The compilation of a comprehensive guide to Intellectual Property Laws and Procedures in Africa has long been a goal for academics and practitioners alike. Over the years this encouraged Adams & Adams to produce handbooks on aspects of the intellectual property laws and procedures in Africa, on a fairly limited scale.
However, the rapid development on both the economic and legislative fronts in Africa over the past ten years prompted us to consider a more detailed publication. This has now been made possible through generous funding by the World Bank, facilitated by the University of Pretoria through the Faculty of Law and the Pretoria University Law Press (PULP).
Some 12 years ago The Economist Magazine labelled Africa ‘the hopeless continent’ but rather than shrivel, the continent has experienced one of the fastest economic growth rates in the world. In a recent World Bank report, it was estimated that Foreign Direct Investment in Africa will reach US $150 billion in 2012, up from US $84 billion in 2010. Investors are taking a long-term view of the prospects in Africa and investing heavily in infrastructure projects on the continent.
Africa is vast, covering in excess of 30 million square kilometres, which would accommodate India, the United States of America, Argentina, China and Western Europe, including the British Isles. Africa has the world’s fastest growing population which is likely to top one billion within the next five years and can provide a significant share of the world’s future workers. By contrast, in many countries there has been a decline in people who are of a working age.
A number of African countries are urbanising at a rapid rate which is creating a significant demand for infrastructure, goods and services. The continent is rapidly emerging as a market driven by commodity and oil prices, stable macro-economic environments, investments from large emerging markets as well as rising internal consumer spending.
In addition to the size of the continent, Africa has a large percentage of available arable land and has the potential to develop agricultural resources. The Economist Magazine has forecast that the bulk of the top ten fastest growing economies in the world over the next five years will emerge from Africa.
Challenges undoubtedly still remain, particularly on the political front. Nevertheless, with a few notable exceptions, most African economies have recorded solid improvements across all the economic, political and social indicators.
Developing local laws, protecting the environment, respecting human rights and supporting local entrepreneurs will be central to the continued growth of business in Africa. Crucial to economic development and investment is a need for African countries to make significant improvements on the legislative front to bring themselves in line with developing and developed nations. Failure to develop local legislation has a profound effect on the prospects of sustained investment.
In particular on the intellectual property front, there have been significant improvements in many African territories and thus we believe that it was opportune to highlight the various African Intellectual Property Laws in a consolidated compendium for a better understanding of what is required in order to protect intellectual property rights in Africa.
Despite the legislative developments in most African territories, there are still difficulties in accessing detailed information relating to intellectual property in Africa.
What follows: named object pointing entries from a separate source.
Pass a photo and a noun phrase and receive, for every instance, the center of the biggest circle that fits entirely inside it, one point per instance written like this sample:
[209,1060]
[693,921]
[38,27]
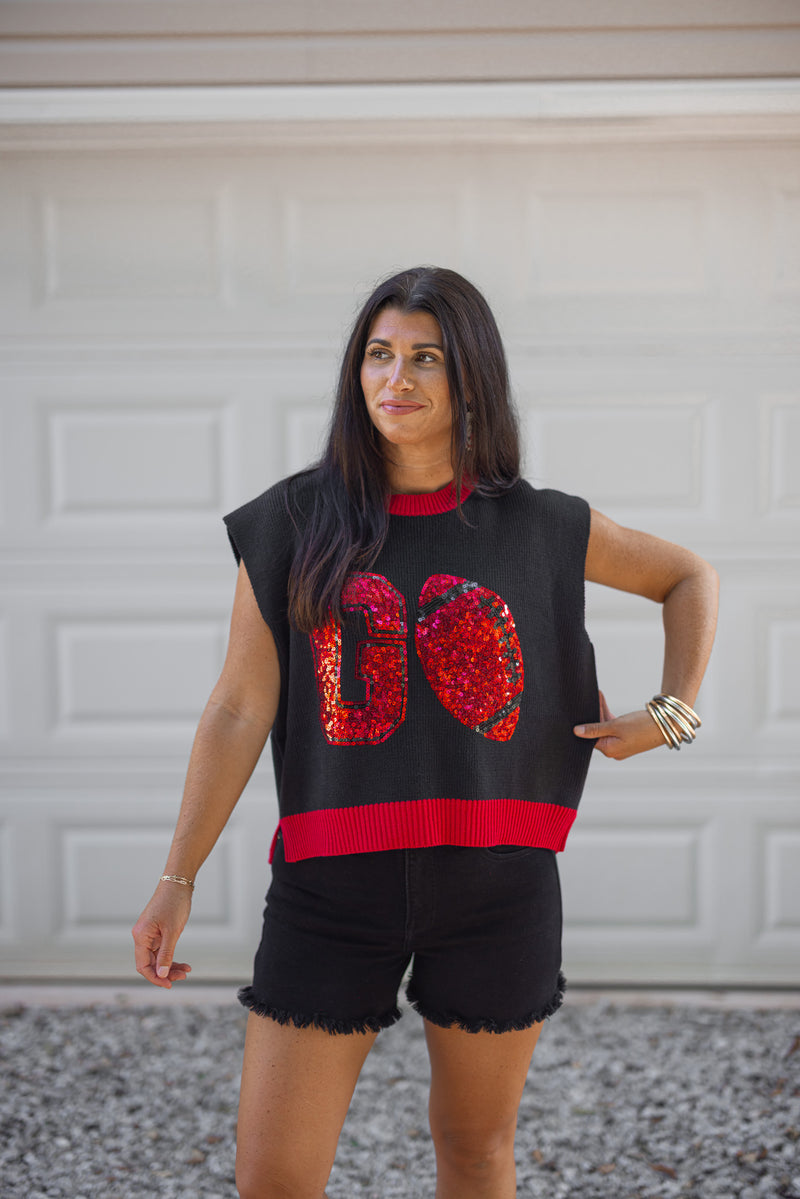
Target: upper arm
[250,684]
[636,561]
This is often as a result of antiquated laws, systems and procedures in some countries and territories. Accordingly, the accuracy of the information in the manual is subject to the constraints of current laws and procedures. In those instances where laws and procedures are possibly incomplete and/or antiquated, our comments are based on practical experience gathered over many years of working in Africa.
Adams & Adams is spending significant time and effort in developing IP law in Africa by assisting Ministries and Registries throughout Africa in developing their laws and procedures, and at the same time working closely with African lawyers throughout the continent. In addition to handling IP cases on a regular basis in all 54 African countries and territories, we have established associated offices in a number of countries and in the two regional IP organisations, ARIPO and OAPI. Plans to establish further associated offices in East, Central and West Africa are at an advanced stage.
We believe and hope that this book will assist in understanding how the various IP laws in Africa operate and afford intellectual property owners the opportunity of successfully protecting their rights.
As with other projects like this one, I was proud to observe the dedication and thoroughness which our partners and colleagues put into the production of the book. It was no easy task to obtain, translate, collate and compile the IP laws of 54 different countries and territories.
Once again, all this occurred under the eagle eye of our Editor and Senior Consultant, Prof Esmé du Plessis. She kept matters under tight control and did a vast amount of writing, correcting and conforming of the drafts. We at Adams & Adams thank the entire team for their hard work and commitment which enabled us to assign our name to such a work.
My own belief is that their efforts have resulted in a unique publication which will be used by many who are looking at the opportunities for investment in Africa. Perhaps our colleagues’ efforts will contribute in some way to the development of the continent for the benefit of all. We hope so.